I wtedy Michał wymyślił coś, co mu się bardzo spodobało… Zawołał swoją mamę.
Kiedy mama weszła do pokoju Michała, bardzo się zdziwiła. Okulary leżały na swoim miejscu, na półeczce obok łóżka. Jej syn leżał przykryty pod szyję, pościel nie była skotłowana, a na łóżku nie było żadnych zabawek, z wyjątkiem ulubionej maskotki. Mama uśmiechnęła się na ten widok i zapytała, o co chodzi.
– Chciałem, żebyś mi dała buziaka na dobranoc, powiedział Michał.
Mama z chęcią usiadła obok synka, ucałowała go w główkę, życzyła mu dobrej nocy, po czym wyszła w znacznie lepszym humorze.
Michał był z siebie naprawdę dumny. Postanowił, że częściej będzie się starał robić dla mamy takie prezenty, że częściej będzie ładnie kładł się spać. Od tej pory, mama ma znacznie mniej powodów do zdenerwowania, mniej krzyczy i prawie wcale się nie smuci.

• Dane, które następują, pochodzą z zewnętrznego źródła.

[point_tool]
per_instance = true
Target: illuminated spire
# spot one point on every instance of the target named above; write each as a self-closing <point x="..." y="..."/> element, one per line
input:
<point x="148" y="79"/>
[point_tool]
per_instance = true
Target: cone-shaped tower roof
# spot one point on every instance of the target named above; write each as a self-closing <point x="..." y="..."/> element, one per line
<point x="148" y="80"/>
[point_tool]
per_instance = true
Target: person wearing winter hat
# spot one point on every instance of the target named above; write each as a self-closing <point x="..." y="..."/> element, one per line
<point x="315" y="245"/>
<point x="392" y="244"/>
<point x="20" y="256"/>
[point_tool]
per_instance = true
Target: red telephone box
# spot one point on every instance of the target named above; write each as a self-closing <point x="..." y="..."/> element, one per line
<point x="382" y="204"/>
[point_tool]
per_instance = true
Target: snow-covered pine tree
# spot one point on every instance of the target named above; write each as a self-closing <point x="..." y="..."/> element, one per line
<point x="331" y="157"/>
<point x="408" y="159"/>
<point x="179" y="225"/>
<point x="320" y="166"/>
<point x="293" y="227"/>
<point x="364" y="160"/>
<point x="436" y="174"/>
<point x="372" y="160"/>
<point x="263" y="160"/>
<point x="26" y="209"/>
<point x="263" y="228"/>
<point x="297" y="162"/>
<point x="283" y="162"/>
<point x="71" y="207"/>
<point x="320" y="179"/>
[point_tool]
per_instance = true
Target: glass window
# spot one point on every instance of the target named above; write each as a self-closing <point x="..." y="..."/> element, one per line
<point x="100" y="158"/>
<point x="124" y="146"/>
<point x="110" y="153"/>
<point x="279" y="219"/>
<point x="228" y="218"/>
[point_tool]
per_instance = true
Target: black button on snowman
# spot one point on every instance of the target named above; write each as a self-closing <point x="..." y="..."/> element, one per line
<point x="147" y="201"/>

Michał również, jest dzięki temu znacznie szczęśliwszy, ponieważ rano łatwiej jest mu wstawać. Nareszcie chodzi do przedszkola wyspany.”
Po zakończeniu bajki ucałowałem swoich synów w główki, życzyłem im kolorowych snów i wyszedłem. Pięć minut później, ku memu dużemu zaskoczeniu, obydwaj spali.